À ce stade, j’ai certes conscience de l’aspect contre-productif d’écrire un article pour demander que les artistes expérimentent plus (lien) et de critiquer ensuite ceux qui le font. Seulement, il serait trop facile de s’extasier devant chaque LP qui ose ne pas suivre les clous que la scène martèle sans cesse.

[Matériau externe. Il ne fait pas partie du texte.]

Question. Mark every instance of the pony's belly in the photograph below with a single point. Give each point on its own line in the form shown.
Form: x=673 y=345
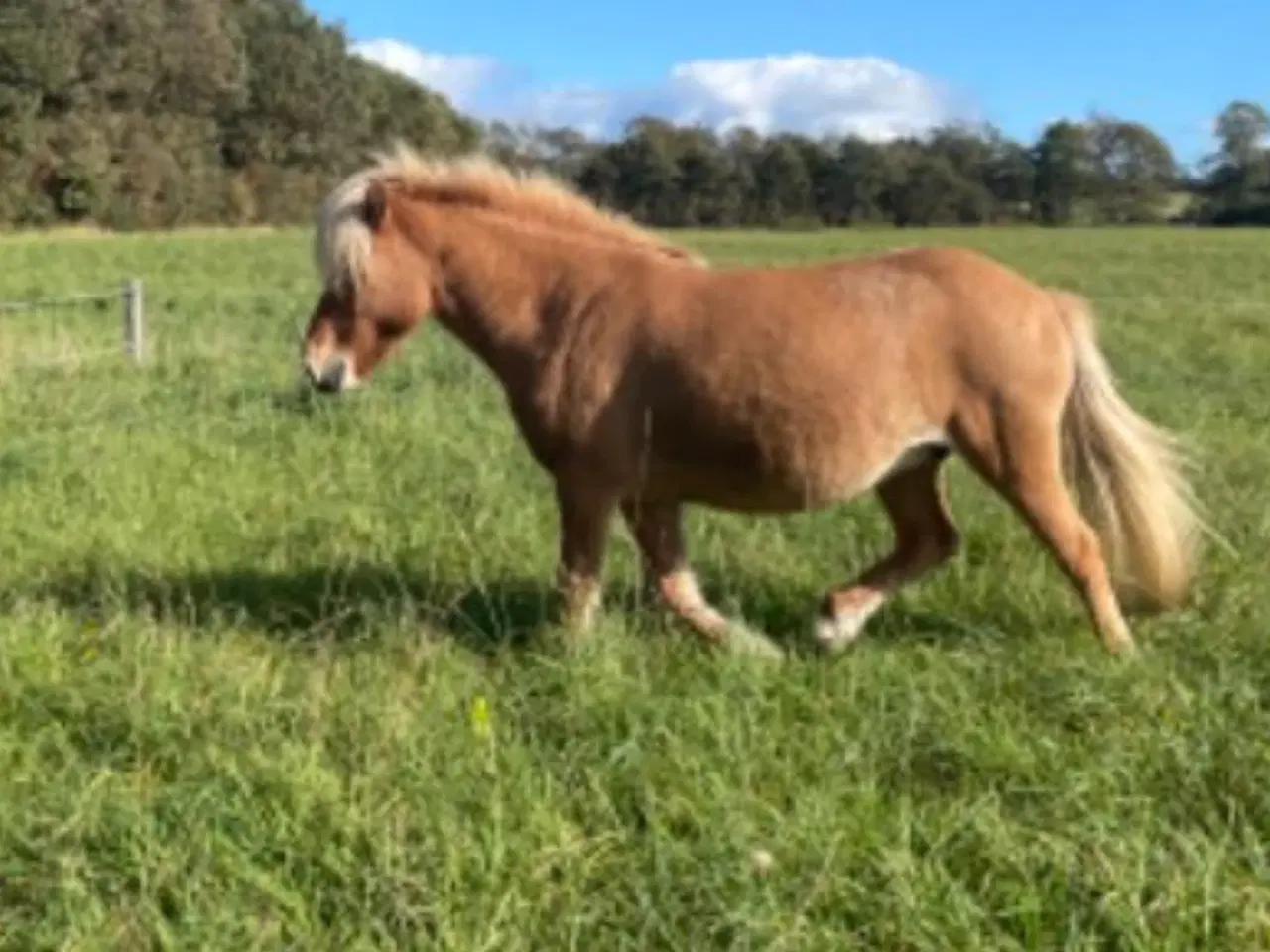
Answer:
x=797 y=483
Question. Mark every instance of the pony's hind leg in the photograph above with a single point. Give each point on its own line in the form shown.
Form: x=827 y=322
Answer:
x=1017 y=451
x=925 y=538
x=658 y=531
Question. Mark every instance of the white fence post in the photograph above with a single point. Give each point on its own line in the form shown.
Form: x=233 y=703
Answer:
x=134 y=318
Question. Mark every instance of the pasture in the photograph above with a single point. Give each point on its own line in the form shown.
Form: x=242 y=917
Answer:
x=278 y=674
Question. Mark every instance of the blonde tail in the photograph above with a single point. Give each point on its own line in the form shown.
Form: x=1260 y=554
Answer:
x=1128 y=475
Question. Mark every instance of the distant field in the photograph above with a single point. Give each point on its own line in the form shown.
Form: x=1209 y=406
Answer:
x=246 y=649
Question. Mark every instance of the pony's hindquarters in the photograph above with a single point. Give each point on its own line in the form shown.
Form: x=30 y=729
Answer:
x=1128 y=476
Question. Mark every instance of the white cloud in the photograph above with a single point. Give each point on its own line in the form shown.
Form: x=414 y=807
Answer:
x=797 y=91
x=460 y=77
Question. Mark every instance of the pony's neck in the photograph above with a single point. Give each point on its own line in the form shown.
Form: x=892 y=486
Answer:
x=495 y=287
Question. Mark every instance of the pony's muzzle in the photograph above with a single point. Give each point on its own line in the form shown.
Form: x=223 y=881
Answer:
x=329 y=377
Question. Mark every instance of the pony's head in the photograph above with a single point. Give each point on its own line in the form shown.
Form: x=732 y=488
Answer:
x=376 y=289
x=372 y=249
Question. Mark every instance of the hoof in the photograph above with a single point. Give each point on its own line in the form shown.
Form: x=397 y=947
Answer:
x=833 y=635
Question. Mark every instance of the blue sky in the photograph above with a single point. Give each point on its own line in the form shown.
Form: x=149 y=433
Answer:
x=816 y=64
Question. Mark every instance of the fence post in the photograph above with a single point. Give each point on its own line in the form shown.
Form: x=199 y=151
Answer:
x=134 y=318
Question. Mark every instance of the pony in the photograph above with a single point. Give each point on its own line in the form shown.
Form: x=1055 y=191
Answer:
x=644 y=380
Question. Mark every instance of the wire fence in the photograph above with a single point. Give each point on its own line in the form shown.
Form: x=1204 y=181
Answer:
x=175 y=356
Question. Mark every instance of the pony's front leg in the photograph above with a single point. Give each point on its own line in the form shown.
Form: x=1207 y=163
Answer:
x=584 y=520
x=658 y=531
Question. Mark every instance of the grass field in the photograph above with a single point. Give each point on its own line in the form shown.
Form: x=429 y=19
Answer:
x=282 y=679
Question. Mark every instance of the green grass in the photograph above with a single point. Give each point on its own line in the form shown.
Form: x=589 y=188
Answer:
x=243 y=647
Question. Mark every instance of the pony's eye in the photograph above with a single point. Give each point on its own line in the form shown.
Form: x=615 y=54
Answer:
x=389 y=329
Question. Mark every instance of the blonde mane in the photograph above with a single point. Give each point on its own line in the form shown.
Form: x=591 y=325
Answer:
x=343 y=241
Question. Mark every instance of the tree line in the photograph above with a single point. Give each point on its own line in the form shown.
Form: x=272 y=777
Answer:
x=1101 y=171
x=150 y=113
x=154 y=113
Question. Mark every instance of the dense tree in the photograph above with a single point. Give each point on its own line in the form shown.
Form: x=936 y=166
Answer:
x=162 y=112
x=141 y=113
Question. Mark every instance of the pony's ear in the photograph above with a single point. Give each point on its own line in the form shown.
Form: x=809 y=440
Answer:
x=375 y=206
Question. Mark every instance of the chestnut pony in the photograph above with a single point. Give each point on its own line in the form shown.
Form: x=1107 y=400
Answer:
x=643 y=380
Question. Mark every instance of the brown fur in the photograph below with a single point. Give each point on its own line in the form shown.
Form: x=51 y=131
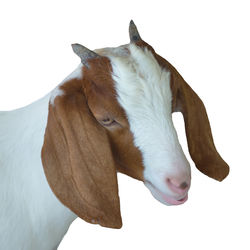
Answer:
x=199 y=136
x=81 y=157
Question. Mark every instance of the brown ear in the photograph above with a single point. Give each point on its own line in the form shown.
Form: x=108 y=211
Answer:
x=198 y=131
x=78 y=162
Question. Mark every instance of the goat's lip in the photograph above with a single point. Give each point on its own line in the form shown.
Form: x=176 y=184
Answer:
x=164 y=198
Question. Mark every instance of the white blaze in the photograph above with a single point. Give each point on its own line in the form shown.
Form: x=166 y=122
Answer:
x=144 y=92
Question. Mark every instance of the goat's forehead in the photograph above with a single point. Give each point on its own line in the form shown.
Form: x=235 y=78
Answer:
x=142 y=85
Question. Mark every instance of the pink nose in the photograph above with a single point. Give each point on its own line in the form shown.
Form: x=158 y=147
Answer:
x=177 y=186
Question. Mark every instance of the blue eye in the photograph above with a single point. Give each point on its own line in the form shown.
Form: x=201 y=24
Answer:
x=108 y=122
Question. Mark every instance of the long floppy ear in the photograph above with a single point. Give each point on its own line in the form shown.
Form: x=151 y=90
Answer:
x=199 y=136
x=198 y=131
x=78 y=162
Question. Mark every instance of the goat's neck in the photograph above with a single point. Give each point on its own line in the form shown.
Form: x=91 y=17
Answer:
x=31 y=217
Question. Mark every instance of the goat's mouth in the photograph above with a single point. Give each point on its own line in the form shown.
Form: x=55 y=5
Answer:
x=163 y=197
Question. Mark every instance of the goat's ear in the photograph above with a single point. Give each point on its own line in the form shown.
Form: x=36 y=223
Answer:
x=198 y=131
x=78 y=162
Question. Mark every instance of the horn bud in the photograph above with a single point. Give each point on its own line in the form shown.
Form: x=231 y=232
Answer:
x=84 y=53
x=133 y=32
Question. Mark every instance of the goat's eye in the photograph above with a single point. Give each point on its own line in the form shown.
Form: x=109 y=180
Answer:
x=108 y=122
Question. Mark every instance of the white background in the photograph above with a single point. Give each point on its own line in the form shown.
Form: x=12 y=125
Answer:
x=208 y=42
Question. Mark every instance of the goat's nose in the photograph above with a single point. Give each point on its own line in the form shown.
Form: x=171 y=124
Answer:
x=177 y=186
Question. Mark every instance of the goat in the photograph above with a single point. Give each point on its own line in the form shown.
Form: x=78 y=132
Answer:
x=59 y=156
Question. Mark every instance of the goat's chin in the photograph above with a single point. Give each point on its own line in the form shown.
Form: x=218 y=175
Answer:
x=165 y=198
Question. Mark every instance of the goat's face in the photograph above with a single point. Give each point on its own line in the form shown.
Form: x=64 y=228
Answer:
x=134 y=104
x=117 y=116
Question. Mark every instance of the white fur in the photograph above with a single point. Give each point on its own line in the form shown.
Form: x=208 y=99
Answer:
x=76 y=74
x=144 y=92
x=31 y=217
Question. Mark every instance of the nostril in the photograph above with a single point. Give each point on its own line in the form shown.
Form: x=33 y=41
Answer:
x=176 y=186
x=183 y=185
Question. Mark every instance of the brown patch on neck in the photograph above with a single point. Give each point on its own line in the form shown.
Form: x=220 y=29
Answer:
x=98 y=88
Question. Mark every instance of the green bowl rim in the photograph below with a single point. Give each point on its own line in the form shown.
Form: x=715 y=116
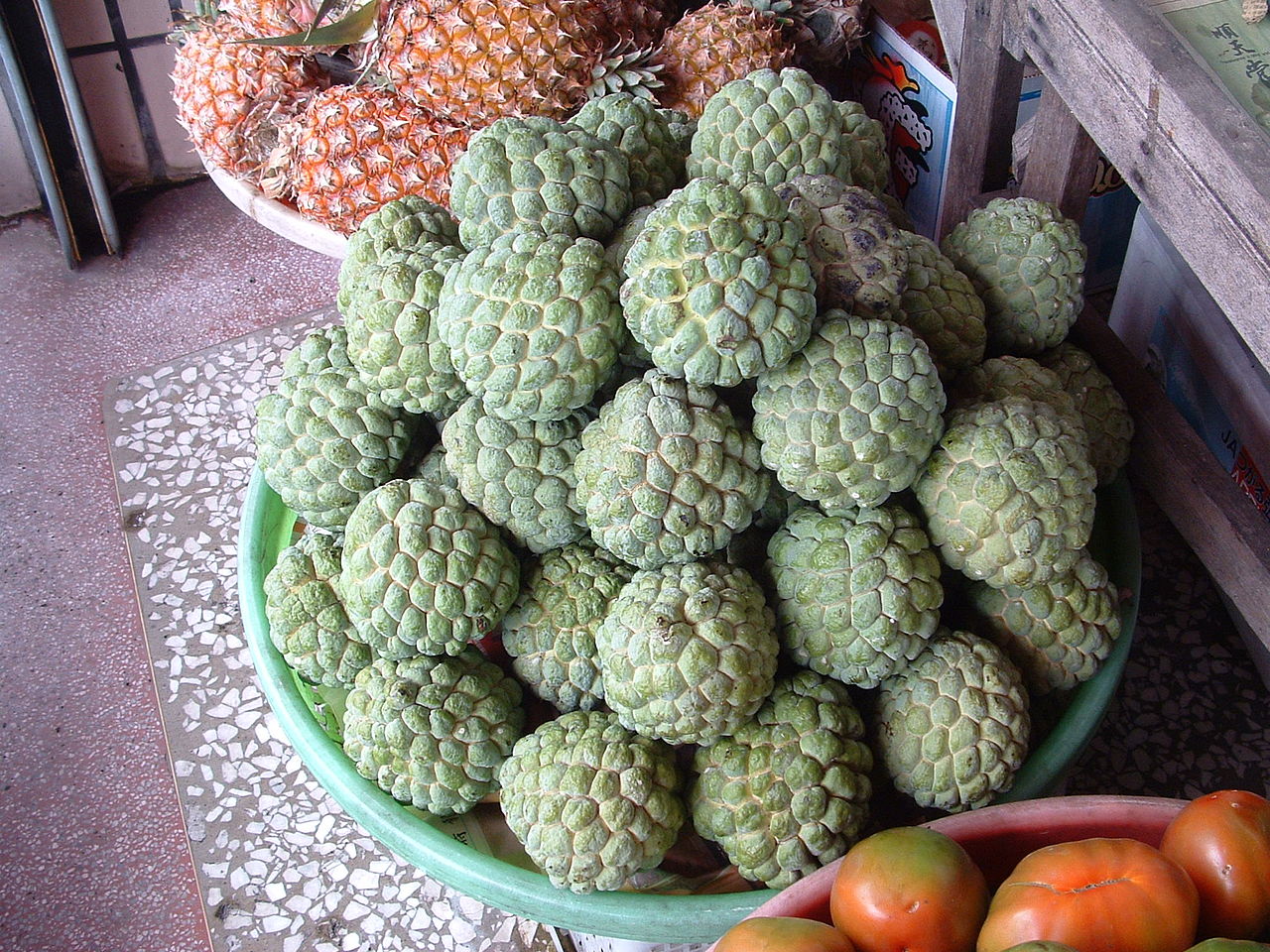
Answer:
x=666 y=918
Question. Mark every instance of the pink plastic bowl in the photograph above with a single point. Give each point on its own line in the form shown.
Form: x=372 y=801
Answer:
x=998 y=837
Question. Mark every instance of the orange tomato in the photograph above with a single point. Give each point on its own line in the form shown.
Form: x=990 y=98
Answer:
x=1223 y=842
x=783 y=933
x=1097 y=895
x=908 y=889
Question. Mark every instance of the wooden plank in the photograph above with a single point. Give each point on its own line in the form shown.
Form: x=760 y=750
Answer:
x=1173 y=463
x=987 y=108
x=1193 y=157
x=1067 y=159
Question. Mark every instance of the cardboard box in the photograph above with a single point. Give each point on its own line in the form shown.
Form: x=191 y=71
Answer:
x=916 y=102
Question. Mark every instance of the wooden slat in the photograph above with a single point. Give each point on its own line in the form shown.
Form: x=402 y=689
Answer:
x=1194 y=158
x=1067 y=160
x=1174 y=465
x=987 y=108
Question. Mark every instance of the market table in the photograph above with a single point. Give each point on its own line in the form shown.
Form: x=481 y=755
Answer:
x=282 y=867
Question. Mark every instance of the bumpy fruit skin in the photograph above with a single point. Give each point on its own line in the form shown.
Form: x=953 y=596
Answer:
x=644 y=134
x=539 y=175
x=717 y=286
x=389 y=289
x=942 y=306
x=666 y=474
x=434 y=731
x=532 y=324
x=856 y=595
x=689 y=652
x=774 y=125
x=857 y=257
x=1028 y=264
x=952 y=728
x=789 y=791
x=1008 y=493
x=425 y=570
x=324 y=439
x=1057 y=634
x=592 y=801
x=1103 y=412
x=308 y=622
x=550 y=631
x=518 y=472
x=853 y=416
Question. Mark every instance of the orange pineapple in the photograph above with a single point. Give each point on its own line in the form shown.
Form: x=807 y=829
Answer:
x=712 y=46
x=230 y=94
x=354 y=149
x=480 y=60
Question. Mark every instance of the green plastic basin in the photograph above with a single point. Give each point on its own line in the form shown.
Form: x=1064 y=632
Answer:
x=267 y=529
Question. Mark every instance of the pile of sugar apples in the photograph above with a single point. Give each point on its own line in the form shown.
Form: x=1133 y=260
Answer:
x=775 y=506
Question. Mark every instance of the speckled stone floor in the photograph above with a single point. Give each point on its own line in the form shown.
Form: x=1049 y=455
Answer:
x=178 y=820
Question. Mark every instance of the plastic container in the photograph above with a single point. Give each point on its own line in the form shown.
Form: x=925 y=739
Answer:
x=267 y=529
x=997 y=837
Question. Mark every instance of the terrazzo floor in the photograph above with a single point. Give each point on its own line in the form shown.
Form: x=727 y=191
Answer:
x=181 y=819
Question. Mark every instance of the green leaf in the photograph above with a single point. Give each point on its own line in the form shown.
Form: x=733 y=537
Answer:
x=349 y=30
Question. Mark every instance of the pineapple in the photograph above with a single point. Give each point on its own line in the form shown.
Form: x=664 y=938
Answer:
x=712 y=46
x=231 y=95
x=354 y=149
x=475 y=61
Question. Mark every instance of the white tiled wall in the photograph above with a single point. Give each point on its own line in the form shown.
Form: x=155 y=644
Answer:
x=134 y=123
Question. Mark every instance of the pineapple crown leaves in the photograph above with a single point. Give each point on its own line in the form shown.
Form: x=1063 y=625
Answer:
x=625 y=68
x=356 y=27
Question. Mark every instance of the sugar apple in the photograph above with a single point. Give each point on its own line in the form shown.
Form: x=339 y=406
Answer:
x=592 y=802
x=1106 y=417
x=1028 y=264
x=789 y=791
x=434 y=731
x=425 y=570
x=324 y=439
x=389 y=289
x=518 y=472
x=1008 y=493
x=857 y=258
x=535 y=173
x=308 y=622
x=550 y=630
x=856 y=595
x=532 y=324
x=851 y=417
x=644 y=134
x=771 y=125
x=1058 y=634
x=717 y=286
x=689 y=652
x=952 y=728
x=666 y=474
x=940 y=304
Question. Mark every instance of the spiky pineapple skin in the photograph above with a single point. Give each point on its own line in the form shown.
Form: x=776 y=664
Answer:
x=476 y=60
x=354 y=149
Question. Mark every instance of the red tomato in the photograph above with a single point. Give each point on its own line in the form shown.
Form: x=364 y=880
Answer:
x=1096 y=895
x=1223 y=842
x=783 y=933
x=908 y=889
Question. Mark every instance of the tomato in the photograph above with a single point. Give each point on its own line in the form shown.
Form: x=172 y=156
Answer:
x=1097 y=895
x=783 y=933
x=908 y=889
x=1223 y=841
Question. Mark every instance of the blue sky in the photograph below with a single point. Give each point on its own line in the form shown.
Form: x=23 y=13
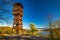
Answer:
x=36 y=11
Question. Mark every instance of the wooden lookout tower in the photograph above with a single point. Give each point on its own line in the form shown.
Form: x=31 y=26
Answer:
x=18 y=13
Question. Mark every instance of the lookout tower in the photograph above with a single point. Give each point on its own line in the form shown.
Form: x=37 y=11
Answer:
x=18 y=13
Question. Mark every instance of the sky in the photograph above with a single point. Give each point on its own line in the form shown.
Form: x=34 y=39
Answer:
x=36 y=11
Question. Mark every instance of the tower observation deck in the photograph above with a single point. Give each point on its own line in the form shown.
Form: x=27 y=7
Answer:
x=18 y=13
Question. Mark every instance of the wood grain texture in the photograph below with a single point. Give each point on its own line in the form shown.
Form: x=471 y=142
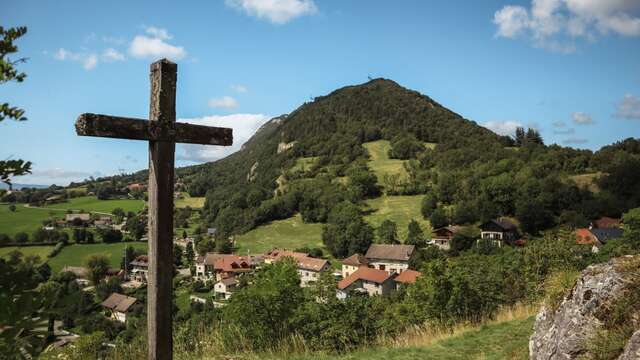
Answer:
x=137 y=129
x=161 y=173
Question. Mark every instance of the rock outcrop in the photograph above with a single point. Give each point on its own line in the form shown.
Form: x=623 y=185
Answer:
x=564 y=331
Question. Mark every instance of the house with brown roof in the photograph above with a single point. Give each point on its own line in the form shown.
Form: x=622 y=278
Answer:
x=310 y=268
x=390 y=258
x=499 y=231
x=140 y=268
x=373 y=282
x=442 y=237
x=407 y=277
x=353 y=263
x=118 y=305
x=225 y=287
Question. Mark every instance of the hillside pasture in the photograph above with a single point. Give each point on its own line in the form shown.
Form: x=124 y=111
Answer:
x=289 y=233
x=77 y=254
x=24 y=219
x=92 y=204
x=399 y=209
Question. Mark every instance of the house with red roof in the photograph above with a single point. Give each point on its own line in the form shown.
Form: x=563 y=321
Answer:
x=373 y=282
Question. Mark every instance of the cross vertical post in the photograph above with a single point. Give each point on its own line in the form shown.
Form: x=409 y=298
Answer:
x=161 y=173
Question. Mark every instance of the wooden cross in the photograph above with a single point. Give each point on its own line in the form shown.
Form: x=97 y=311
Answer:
x=162 y=132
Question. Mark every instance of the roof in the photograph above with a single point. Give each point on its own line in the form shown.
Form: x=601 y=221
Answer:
x=355 y=260
x=454 y=229
x=83 y=217
x=313 y=264
x=364 y=273
x=229 y=281
x=277 y=254
x=141 y=260
x=408 y=276
x=606 y=222
x=606 y=234
x=390 y=252
x=504 y=224
x=79 y=271
x=119 y=302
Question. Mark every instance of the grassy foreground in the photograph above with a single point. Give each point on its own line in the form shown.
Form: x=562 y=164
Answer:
x=75 y=255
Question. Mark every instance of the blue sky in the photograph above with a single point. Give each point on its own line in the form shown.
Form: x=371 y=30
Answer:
x=570 y=68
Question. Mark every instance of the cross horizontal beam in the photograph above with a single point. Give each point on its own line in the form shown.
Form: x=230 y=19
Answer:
x=137 y=129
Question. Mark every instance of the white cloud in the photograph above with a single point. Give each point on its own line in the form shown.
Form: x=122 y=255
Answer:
x=275 y=11
x=225 y=102
x=158 y=33
x=111 y=54
x=581 y=118
x=502 y=127
x=557 y=24
x=88 y=60
x=243 y=125
x=629 y=108
x=239 y=88
x=155 y=48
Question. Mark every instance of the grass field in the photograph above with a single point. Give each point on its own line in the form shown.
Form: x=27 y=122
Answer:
x=41 y=251
x=24 y=219
x=92 y=204
x=399 y=209
x=587 y=181
x=380 y=162
x=290 y=233
x=498 y=341
x=187 y=200
x=75 y=255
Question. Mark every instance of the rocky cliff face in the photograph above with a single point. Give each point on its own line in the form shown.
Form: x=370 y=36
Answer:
x=570 y=330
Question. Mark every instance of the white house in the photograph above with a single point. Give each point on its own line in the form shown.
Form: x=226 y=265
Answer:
x=390 y=258
x=374 y=282
x=353 y=263
x=225 y=287
x=310 y=268
x=118 y=305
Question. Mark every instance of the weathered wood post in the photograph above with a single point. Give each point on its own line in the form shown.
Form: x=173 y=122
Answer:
x=163 y=132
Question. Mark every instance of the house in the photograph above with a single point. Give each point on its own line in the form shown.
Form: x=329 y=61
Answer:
x=500 y=231
x=118 y=305
x=605 y=222
x=225 y=287
x=310 y=268
x=140 y=268
x=373 y=282
x=585 y=237
x=353 y=263
x=407 y=277
x=77 y=219
x=390 y=258
x=442 y=237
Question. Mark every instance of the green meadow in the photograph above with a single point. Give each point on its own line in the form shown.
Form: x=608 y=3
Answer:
x=76 y=254
x=399 y=209
x=289 y=233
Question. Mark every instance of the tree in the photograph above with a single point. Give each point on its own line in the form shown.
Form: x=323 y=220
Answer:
x=415 y=235
x=97 y=266
x=438 y=218
x=428 y=205
x=388 y=232
x=21 y=237
x=346 y=232
x=11 y=168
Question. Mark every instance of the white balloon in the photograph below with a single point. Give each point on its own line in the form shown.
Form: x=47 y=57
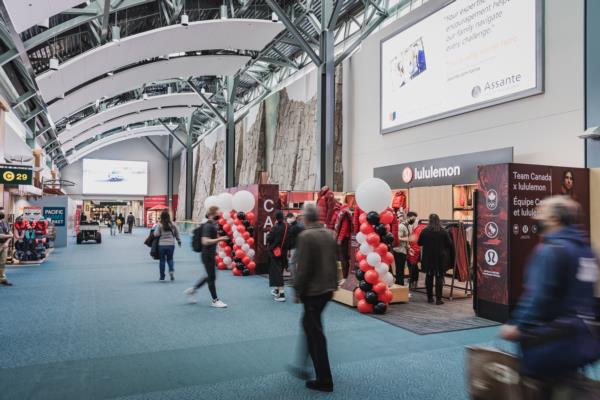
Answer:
x=361 y=237
x=382 y=269
x=389 y=279
x=366 y=248
x=211 y=201
x=243 y=201
x=373 y=195
x=373 y=259
x=225 y=200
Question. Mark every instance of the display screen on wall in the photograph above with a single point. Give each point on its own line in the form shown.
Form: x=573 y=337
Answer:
x=465 y=56
x=115 y=177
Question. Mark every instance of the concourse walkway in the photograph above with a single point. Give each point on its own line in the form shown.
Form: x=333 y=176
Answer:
x=94 y=322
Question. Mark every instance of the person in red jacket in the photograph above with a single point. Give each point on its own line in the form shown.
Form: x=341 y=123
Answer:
x=343 y=232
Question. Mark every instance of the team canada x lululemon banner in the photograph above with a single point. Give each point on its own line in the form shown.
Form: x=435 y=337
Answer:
x=506 y=230
x=374 y=256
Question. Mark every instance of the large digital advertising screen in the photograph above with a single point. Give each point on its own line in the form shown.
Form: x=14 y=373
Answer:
x=466 y=55
x=116 y=177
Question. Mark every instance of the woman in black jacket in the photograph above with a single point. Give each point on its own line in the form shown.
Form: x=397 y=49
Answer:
x=435 y=256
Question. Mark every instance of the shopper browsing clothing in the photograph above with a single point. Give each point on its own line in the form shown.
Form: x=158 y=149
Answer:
x=167 y=234
x=555 y=318
x=210 y=239
x=5 y=238
x=278 y=245
x=295 y=228
x=436 y=255
x=315 y=282
x=130 y=222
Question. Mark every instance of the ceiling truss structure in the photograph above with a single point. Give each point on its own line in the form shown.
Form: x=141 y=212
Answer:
x=77 y=30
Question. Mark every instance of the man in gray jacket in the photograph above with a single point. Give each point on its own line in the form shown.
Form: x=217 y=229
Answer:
x=315 y=282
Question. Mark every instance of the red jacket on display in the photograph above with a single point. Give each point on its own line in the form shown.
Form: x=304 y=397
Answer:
x=343 y=223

Notons dans le même temps que certains de ces morceaux sont de magnifiques témoignages de ce qu’était la scène 2016 qui essayait. “Long Bow“, pour ne citer que lui, vise en plein dans le mille en nous faisant danser sur des harmonies que nous n’imaginions pas être possible. Un constat s’impose rapidement : on se souviendra de l’écoute de The WiNK bien plus longtemps que de celle de la très grande majorité des LPs parus en 2016. Seulement, Tim Presley ne semble pas atteindre les sommets pop qu’il avait côtoyés sur Family Perfume et For The Recently Found Innocent.